Regarding John Bolton: A reply to Scott Johnson

In a post called “Jeff Sessions: The Open Questions,” Scott critiqued a post I wrote about the demonization of John Bolton. My post was called “It’s John Bolton’s turn.”

My post objected to the treatment by some conservatives of Sessions and Bolton. Scott discussed both ex-Trump administration officials. I replied to the portion of Scott’s post pertaining to Sessions here. Now, I will reply to the portion pertaining to Bolton.

If I read Scott’s post correctly, he questions whether Bolton has been demonized (or, if you prefer, vilified) at all. In an email to me, Scott said I was “arguing with shadows.”

This, though, is what President Trump had to say about Bolton in a tweet I quoted in my post:

For a guy who couldn’t get approved for the Ambassador to the U.N. years ago, couldn’t get approved for anything since, “begged” me for a non Senate approved job, which I gave him despite many saying “Don’t do it, sir,” takes the job, mistakenly says “Libyan Model” on T.V., and many more mistakes of judgement, gets fired because frankly, if I listened to him, we would be in World War Six by now, and goes out and IMMEDIATELY writes a nasty & untrue book. All Classified National Security. Who would do this?

Trump casts a giant shadow. Within two days of his attack tweet, conservative commentators were piling on.

Lou Dobbs called Bolton a RINO and a “tool” for radical Democrats and the “deep state.” Rodney Howard-Browne, a conservative pastor who has visited the White House to “lay hands” on Trump, lamented not physically assaulting Bolton when he had the chance.
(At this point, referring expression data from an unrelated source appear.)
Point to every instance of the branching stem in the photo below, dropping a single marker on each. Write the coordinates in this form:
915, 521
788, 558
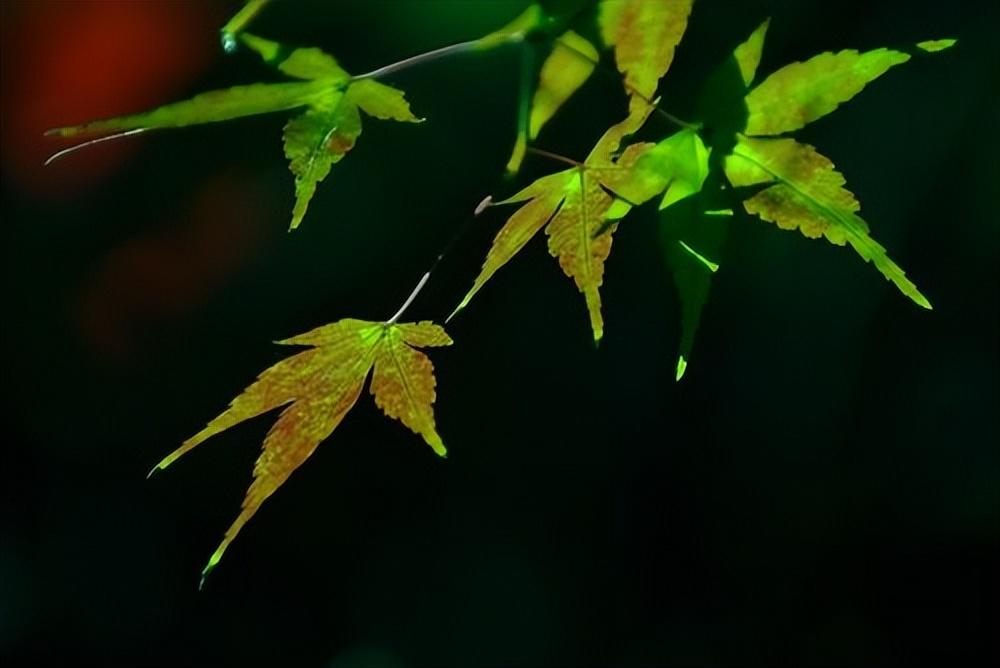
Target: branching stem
421, 58
554, 156
409, 300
The pastor added that Jesus Christ would have “beat the crap out of” Bolton for disobeying President Donald Trump.

Rush Limbaugh referred to Bolton as “the next Christine Blasey Ford.”

It was these sorts of denunciations (and there were others) that I had in mind when I wrote my post.

I can’t tell from Scott’s email and his post whether he thinks Bolton should be attacked in harsh terms like those used by Trump. If he doesn’t, then we are in agreement on the main point I tried to make in my post.

It is clear that, at a minimum, Scott thinks Bolton was wrong to seek the publication of his memoir of service in the Trump administration before the upcoming election, and that doing so was a betrayal of trust. But that’s not the same thing as believing that Bolton should be denounced the way he was in Trump’s tweet and the attacks that followed.

As to whether Bolton should have sought publication of his book, Scott cited with approval an article by Bolton’s longtime friend and associate, Fred Fleitz. The article criticized Bolton’s decision but did not demonize Bolton. Scott deems Fleitz’s criticism of Bolton’s decision “unanswerable.”

I respect Fleitz (as I respect Bolton) and knew he had expressed this view. However, I don’t agree with it.

The public benefits from truthful accounts by former administration officials about the policies a current administration has employed or is employing. This is particularly true if a president isn’t telling the truth about his policies.

Suppose an ex-Obama administration official had written that, contrary to the White House’s claims, the president was orchestrating the IRS’s policy of withholding tax exempt status from conservative organizations. I wouldn’t criticize that ex-official for blowing the whistle, I would praise him or her.

In Bolton’s case, assuming that accounts of what he has written are true, the former national security advisor is contradicting Trump’s claims about the withholding (for a brief time) of aid to Ukraine. That issue – the matter of “quid pro quo” — was at the heart of the impeachment proceedings. It remains in dispute (though probably not in serious doubt). I think the public would benefit from Bolton’s first-hand account.

There is, to be sure, a potential downside to books like Bolton’s. Fleitz identifies it. Such insider accounts might deter future candid discussions between the president and members of his staff.

However, Bolton’s is not the first insider’s book about the Trump administration. There is The Briefing by Sean Spicer, Unhinged by Omarosa Manigault Newman, Team of Vipers by Cliff Sims, and A Warning, by an anonymous White House official. There has also been non-stop leaking about presidential conversations (which I don’t approve of).

These books weren’t written by members of Trump’s national security team. However, special procedures protect against the breaching of national security through books like Bolton’s.

Fleitz’s point wasn’t that Bolton’s book threatens national security. It was that it makes candid discussion less likely because the revelations might affect the next election. But the same is true, potentially, of revelations in the other books.

Yet the publication of these books does not appear to have deterred candid White House conversations. I gather, for example, that Trump and Bolton communicated candidly about key matters such as Ukraine policy. I gather, too, that extensive leaking in past administration hasn’t prevented candid White House conversations.

Even so, reasonable people can disagree with me as to whether the benefits of a book like Bolton outweigh the potential risks. I didn’t argue that Bolton should be immune from criticism for seeking to publish his book. My argument was that he shouldn’t be demonized.

I also wondered why President Trump has selected so many people for key positions whom he later found severely wanting and, in some cases, saw fit to demonize. I’m still wondering.